THE COLLABORATIVE STAGING SYSTEM
This collaborative staging guide describes brain cancers across a spectrum beginning at 05 and ending at 99. Each numerical indicator denotes the location and/or how widespread the brain cancer has become. Below you will find a list of some of the more notable points on the collaboartive staging spectrum:
- 05: Benign (non-cancerous) tumors.
- 10: These tumors are located only in the cerebral hemispheres, which include the frontal, occipital, parietal, and temporal lobes.
- 15: These tumors may develop in any location within the brain.
- 20: These tumors have developed in at least one side of the cerebellum and the brain stem.
- 30: These tumors are confined to parts of the brain known as the ventricles. Stage 30 tumors are beginning to spread into other areas of the brain.

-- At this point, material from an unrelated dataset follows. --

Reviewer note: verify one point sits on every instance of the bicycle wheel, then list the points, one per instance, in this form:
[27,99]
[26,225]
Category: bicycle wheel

- 40: These tumors have begun to spread across the midline of the brain. Furthermore, stage 40 tumors have spread into multiple areas of the brain, including the contralateral hemisphere and corpus callosum (areas located in the central parts of the brain).
- 50: These tumors are located in both cerebral hemispheres.
- 60: These tumors have spread beyond the brain into the bones surrounding the brain (skull), major brain blood vessels, meninges, various nerves in the brain, and the spinal cord/canal.
- 70: These tumors are located in, but not limited to the following areas: cells in the cerebral spinal fluids, nasal cavities, posterior pharynx (back of throat), and outside of the central nervous system.
- 95: At this stage, the primary tumor can no longer be assessed. That is, the cancer has spread so significantly that the original site where the tumor first arose can not be identified.
- 99: In this stage, the primary tumor cannot be assessed and the cancer’s metastasis is significant enough to render the assessement of all tumors practically impossible.
The complete collaboartive staging guide can be found in the fourth addition of the American Joint Committee on Cancer (AJCC) Manual for Staging Cancer. The collaborative staging system is used in conjunction with the grading system (above) to help doctors and patients develop the most comprehensive treatment startegy possible.
When the grading system and collaborative staging guide are used in conjunction, physicians and patients are able to manage their cancer treatment in the most effective way, thereby providing patients with the best possible prognosis. The brain is an extremely specialized organ, which is why staging brain cancer can be so much more complex than staging other cancer types.